Because there are currently no laws in place to protect employment for the LGBTQ community, many are concerned they may be let go for being married to the same sex or identifying as a different gender than they were assigned at birth. Among these individuals who has directly suffered under the discrimination is Jocelyn Morffi, a schoolteacher who was fired from a Catholic school in Miami in 2018 after marrying her female fiancée.
Morffi told NBC News reporters: “This weekend I married the love of my life, and unfortunately I was terminated from my job as a result… In their eyes, I’m not the right kind of Catholic for my choice in partner.”
Cases like Morffi’s are not uncommon in Florida, and Rep. Carlos Guillermo Smith, D-Orlando, has spoken out about the significance of the issue. For him, the issue is personal, as he married his same-sex partner over the summer. He recently made a statement saying, “the reality is that if I or anyone who marries their same-sex partner puts a photo of their wedding day on their desk at work they can be fired- simply for being who they are.”
Florida is already behind in enacting this anti-discrimination law. Twenty states have already passed similar legislation, including California and New York. While Gov. Ron DeSantis has not made any specific statements regarding the bill for 2020, in 2018 he expressed his general opinion to the South Florida Sun Sentinel:
“I don’t want any discrimination in Florida,” he said. “I want people to be able to live their life- whether you are gay but also whether you are religious. I think you should be able to do that. I don’t want them discriminated against as well. We’ve got a big, diverse state, and that is just the way it is.”
Likewise, the Competitive Workforce Act has a provision that allows the free exercise of religion as supported by the U.S. Constitution. This addresses the concern many social conservatives have regarding their obligation to hire gay and transgender individuals against their religious convictions.
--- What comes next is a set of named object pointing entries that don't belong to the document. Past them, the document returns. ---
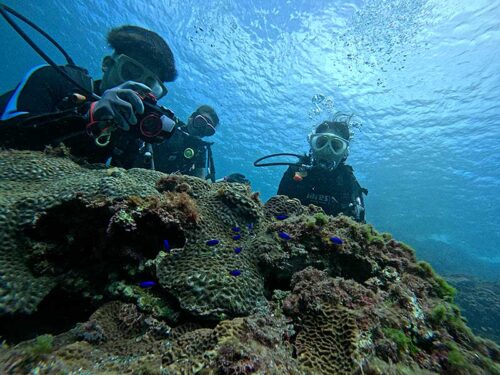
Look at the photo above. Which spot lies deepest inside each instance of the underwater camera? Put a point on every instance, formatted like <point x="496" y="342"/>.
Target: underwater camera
<point x="157" y="123"/>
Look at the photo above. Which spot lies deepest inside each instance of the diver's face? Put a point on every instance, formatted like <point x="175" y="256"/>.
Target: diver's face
<point x="110" y="78"/>
<point x="328" y="149"/>
<point x="119" y="69"/>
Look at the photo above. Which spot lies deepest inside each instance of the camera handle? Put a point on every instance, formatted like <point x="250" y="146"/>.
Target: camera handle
<point x="149" y="156"/>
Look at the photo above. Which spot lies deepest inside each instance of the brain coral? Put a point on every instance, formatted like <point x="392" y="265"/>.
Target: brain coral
<point x="40" y="190"/>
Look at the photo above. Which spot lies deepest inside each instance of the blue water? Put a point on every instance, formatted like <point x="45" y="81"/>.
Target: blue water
<point x="422" y="78"/>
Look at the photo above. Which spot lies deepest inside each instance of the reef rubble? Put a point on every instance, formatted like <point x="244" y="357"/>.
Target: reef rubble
<point x="112" y="271"/>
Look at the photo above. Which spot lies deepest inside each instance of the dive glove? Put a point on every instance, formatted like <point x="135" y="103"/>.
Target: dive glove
<point x="120" y="104"/>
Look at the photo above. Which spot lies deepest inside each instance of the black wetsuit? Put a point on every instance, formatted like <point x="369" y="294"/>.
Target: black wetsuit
<point x="35" y="114"/>
<point x="335" y="191"/>
<point x="171" y="155"/>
In the meantime, the U.S. Supreme Court is scheduled to hear three different cases this week dealing with the legality of terminating employees on the basis of gender identity and sexual orientation.
While only time will tell, LGBTQ activists are feeling more hopeful than ever regarding the passage of the bill in 2020. With rising support for protection of the LGBTQ community, advocates hope lawmakers will decide in their favor.
Until then, Florida residents will continue to fear termination of their employment regarding their same-sex marriage, despite having the legal right to do so as supported by the U.S. Supreme Court.